Я сидела в коридоре с дрожащими коленками и, когда подошла очередь, вырубила плеер, ворвалась в кабинет и сказала:
— Вы знаете, со мной что‑то не то, я…
Человек в очках с рыжими бакенбардами устало отодвинул какие‑то бумаги на столе. Он взял портфель, открыл его, достал носовой платок, вытер пот со лба, убрал платок, поднял на меня грустные глаза и молвил:
— Извините, здесь не убрано…
— Ничего!
— Я сейчас без медсестры…
— Ничего.
— Поэтому вот так…
— Ничего…
Он продолжал печально смотреть на меня.
— Вы садитесь.
— Я опасаюсь шизы от нервной перегрузки, — с жаром сказала я и села.

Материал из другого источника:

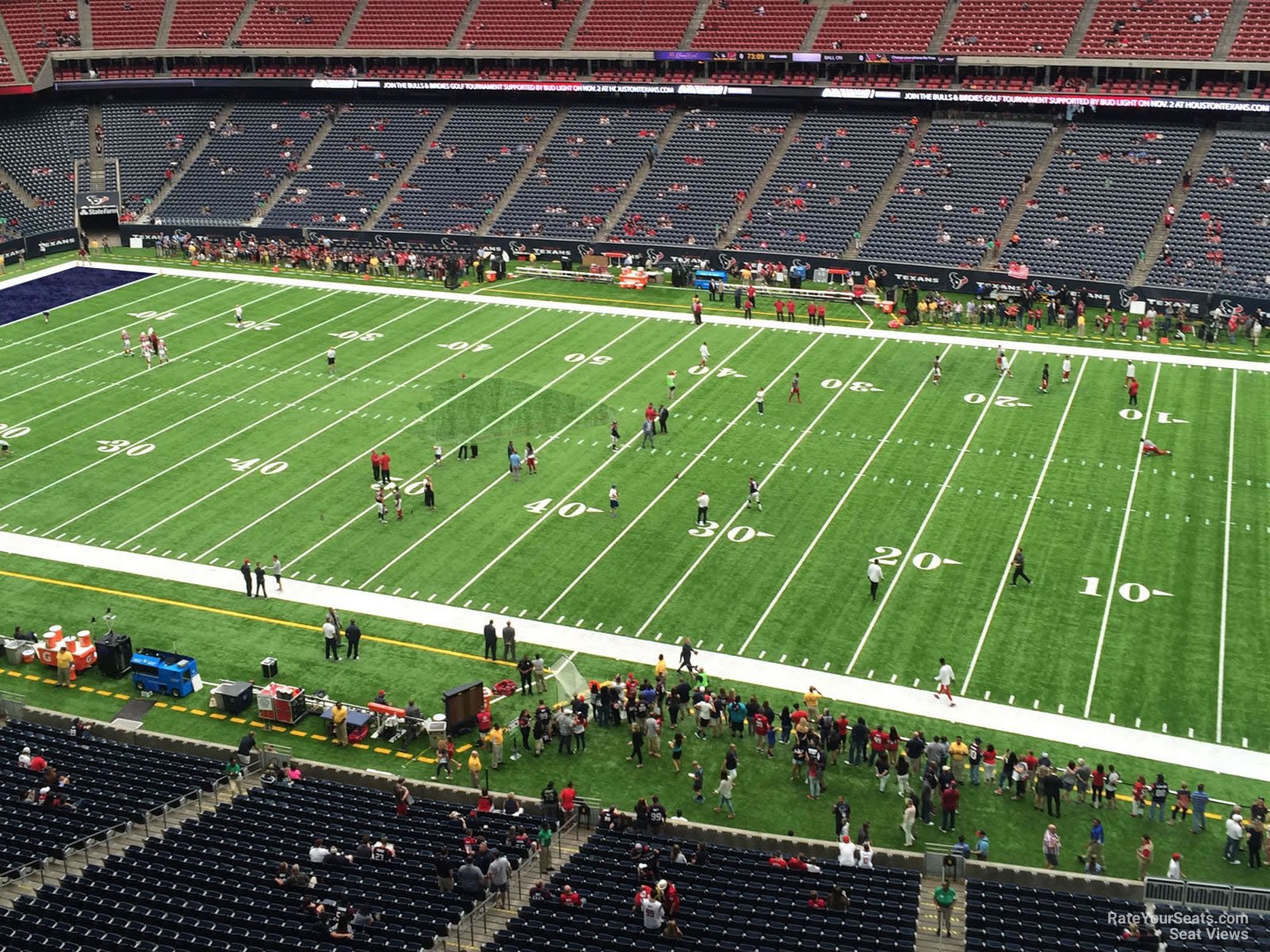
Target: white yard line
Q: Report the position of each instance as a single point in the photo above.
(114, 355)
(177, 389)
(184, 420)
(1022, 527)
(930, 514)
(505, 474)
(1119, 546)
(609, 459)
(991, 716)
(1146, 357)
(723, 530)
(1226, 562)
(351, 414)
(837, 508)
(55, 328)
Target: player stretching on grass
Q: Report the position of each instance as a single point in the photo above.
(945, 681)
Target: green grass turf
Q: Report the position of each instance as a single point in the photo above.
(229, 635)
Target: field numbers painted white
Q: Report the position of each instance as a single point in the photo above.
(271, 469)
(1130, 592)
(129, 447)
(598, 359)
(860, 386)
(1003, 400)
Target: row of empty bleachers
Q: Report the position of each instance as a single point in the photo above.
(111, 785)
(209, 884)
(149, 139)
(397, 23)
(40, 146)
(1013, 27)
(243, 164)
(702, 175)
(1164, 29)
(126, 23)
(733, 900)
(202, 22)
(469, 167)
(825, 183)
(583, 171)
(355, 167)
(1079, 220)
(1005, 917)
(1221, 240)
(956, 192)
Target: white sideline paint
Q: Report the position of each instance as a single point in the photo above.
(594, 474)
(776, 467)
(874, 333)
(1022, 527)
(1226, 562)
(1161, 748)
(1119, 546)
(833, 513)
(930, 513)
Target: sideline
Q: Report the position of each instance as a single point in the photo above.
(1064, 729)
(870, 333)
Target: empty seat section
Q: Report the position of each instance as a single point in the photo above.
(296, 23)
(520, 25)
(635, 25)
(880, 25)
(1165, 29)
(946, 209)
(1221, 240)
(397, 23)
(1018, 27)
(355, 167)
(126, 23)
(825, 183)
(582, 173)
(243, 164)
(1077, 221)
(467, 169)
(702, 177)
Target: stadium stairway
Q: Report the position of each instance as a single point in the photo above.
(941, 31)
(619, 211)
(305, 158)
(248, 8)
(929, 939)
(412, 164)
(760, 183)
(531, 160)
(169, 12)
(190, 159)
(1020, 205)
(1083, 25)
(351, 25)
(886, 192)
(1233, 21)
(1178, 198)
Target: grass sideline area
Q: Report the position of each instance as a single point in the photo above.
(229, 634)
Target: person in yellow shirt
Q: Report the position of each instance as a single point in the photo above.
(340, 723)
(958, 754)
(495, 746)
(65, 659)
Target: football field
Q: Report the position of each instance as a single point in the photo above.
(1145, 606)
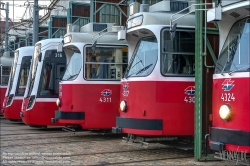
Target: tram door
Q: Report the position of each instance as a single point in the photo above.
(59, 73)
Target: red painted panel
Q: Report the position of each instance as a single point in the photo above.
(40, 114)
(13, 111)
(166, 101)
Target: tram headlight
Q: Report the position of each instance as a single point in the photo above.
(123, 106)
(58, 102)
(226, 112)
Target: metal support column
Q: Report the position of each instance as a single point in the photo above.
(7, 27)
(35, 22)
(198, 82)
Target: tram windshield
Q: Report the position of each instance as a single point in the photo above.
(178, 54)
(74, 66)
(235, 54)
(23, 75)
(105, 62)
(33, 68)
(12, 74)
(144, 58)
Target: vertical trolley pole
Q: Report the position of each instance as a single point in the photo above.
(35, 22)
(198, 82)
(7, 27)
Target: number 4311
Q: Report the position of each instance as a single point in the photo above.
(227, 97)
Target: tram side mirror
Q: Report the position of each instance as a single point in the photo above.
(173, 31)
(93, 47)
(40, 57)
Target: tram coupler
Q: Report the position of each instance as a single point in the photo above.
(116, 130)
(21, 115)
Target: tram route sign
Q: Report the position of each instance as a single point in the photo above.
(233, 156)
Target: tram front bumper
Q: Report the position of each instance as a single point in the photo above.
(67, 116)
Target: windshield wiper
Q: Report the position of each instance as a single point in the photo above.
(144, 69)
(248, 68)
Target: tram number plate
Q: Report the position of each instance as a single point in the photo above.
(189, 99)
(227, 97)
(105, 99)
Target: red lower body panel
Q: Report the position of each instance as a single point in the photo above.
(13, 111)
(40, 114)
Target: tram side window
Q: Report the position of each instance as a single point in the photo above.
(235, 52)
(50, 79)
(177, 56)
(5, 75)
(23, 75)
(105, 62)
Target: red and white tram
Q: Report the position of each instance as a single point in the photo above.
(42, 88)
(5, 68)
(157, 92)
(90, 88)
(230, 129)
(17, 83)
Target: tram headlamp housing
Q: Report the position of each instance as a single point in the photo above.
(67, 39)
(123, 106)
(226, 112)
(58, 102)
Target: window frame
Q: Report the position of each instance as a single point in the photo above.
(19, 76)
(161, 51)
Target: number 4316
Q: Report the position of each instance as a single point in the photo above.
(227, 97)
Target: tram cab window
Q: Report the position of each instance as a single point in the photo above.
(5, 75)
(23, 75)
(144, 58)
(177, 56)
(53, 68)
(106, 63)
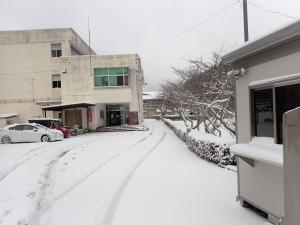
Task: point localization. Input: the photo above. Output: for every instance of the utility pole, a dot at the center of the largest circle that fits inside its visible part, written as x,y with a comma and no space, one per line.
90,50
245,12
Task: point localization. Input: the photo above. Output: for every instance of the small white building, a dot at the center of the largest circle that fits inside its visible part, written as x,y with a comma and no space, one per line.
268,87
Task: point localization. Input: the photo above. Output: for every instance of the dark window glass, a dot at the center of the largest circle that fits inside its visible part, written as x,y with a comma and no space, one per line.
287,98
120,81
56,81
28,127
19,127
263,113
126,80
56,50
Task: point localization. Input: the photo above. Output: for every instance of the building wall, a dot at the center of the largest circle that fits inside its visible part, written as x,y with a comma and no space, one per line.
277,62
78,82
26,68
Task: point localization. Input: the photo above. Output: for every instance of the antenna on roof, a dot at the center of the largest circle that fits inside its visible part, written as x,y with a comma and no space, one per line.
90,50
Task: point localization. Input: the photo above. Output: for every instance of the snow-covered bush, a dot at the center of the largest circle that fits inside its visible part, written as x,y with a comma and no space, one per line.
214,152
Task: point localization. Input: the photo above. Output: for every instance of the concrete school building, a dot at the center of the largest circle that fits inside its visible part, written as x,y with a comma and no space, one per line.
50,73
266,89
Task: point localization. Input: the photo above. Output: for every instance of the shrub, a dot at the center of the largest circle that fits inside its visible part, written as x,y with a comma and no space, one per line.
213,152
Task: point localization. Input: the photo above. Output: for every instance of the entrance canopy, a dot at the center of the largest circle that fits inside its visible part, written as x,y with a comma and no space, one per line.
67,106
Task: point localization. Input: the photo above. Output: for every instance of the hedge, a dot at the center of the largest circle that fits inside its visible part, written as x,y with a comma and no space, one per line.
213,152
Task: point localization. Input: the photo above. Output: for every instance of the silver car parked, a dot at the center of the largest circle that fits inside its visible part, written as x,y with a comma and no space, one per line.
29,133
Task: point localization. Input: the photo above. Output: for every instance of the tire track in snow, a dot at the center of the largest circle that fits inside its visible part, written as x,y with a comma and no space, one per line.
18,164
109,216
43,207
35,215
92,172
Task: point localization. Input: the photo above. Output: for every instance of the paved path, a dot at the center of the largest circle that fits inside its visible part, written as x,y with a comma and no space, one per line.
125,178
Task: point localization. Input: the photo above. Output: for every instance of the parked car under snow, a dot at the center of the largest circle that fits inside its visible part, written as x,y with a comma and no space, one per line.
29,133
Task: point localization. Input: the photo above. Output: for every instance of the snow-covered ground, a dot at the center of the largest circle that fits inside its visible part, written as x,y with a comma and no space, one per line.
226,137
124,178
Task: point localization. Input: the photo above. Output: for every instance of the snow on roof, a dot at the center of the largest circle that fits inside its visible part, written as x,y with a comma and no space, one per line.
151,95
8,115
273,38
69,105
38,118
261,149
275,80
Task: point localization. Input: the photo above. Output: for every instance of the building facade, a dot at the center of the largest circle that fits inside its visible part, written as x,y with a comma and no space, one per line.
268,86
40,69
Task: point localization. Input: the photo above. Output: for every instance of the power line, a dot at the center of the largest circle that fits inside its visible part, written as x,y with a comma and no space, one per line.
192,27
271,11
26,73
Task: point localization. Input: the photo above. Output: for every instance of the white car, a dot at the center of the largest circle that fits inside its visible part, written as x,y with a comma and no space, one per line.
29,132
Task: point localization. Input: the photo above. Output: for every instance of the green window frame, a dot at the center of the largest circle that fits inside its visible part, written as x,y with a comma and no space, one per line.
111,77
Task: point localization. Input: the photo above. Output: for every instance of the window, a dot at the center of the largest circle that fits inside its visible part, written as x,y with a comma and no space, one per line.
74,51
286,98
56,82
18,127
263,113
56,50
101,114
29,127
117,76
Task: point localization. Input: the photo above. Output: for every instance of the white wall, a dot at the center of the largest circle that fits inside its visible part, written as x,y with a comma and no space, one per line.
288,64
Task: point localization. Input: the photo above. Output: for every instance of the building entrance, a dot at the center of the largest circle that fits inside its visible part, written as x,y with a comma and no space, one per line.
117,114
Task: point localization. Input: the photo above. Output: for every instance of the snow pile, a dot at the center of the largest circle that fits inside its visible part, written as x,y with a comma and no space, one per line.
213,149
262,149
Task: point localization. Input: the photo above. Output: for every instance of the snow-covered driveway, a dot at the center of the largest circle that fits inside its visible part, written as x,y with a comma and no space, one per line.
125,178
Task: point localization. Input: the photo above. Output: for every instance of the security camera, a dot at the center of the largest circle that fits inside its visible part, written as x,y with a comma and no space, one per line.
237,73
243,71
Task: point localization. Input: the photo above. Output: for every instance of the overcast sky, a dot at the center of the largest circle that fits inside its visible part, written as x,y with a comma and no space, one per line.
136,26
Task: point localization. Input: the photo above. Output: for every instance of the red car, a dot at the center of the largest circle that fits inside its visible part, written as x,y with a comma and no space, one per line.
53,124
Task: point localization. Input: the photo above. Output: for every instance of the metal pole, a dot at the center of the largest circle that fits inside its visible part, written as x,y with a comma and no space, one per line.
90,50
245,12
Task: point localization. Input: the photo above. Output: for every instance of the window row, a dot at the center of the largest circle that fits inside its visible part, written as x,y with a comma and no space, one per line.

Он вопросительно смотрел на меня.
Я растерялась и поняла, что надо срочно что‑то делать, и начала лепетать про страхи, яйцо, борщ и сапоги в поезде. Закончив с надеждой:
— А может, это такая форма депрессии?
— Что — ничего не радует?
— Ну почему же ничего? — возмутилась я. — Люди радуют!
— Люди? — воскликнул он.
— Конечно! Столько на свете чудесных людей, я бы давно пропала, если бы не…
— Где это вы видели чудесных людей? — он наконец оживился, что‑то похожее на улыбку проскользнуло по его лицу, глаза заблестели.
— Везде… — с удивлением ответила я, — они меня окружают!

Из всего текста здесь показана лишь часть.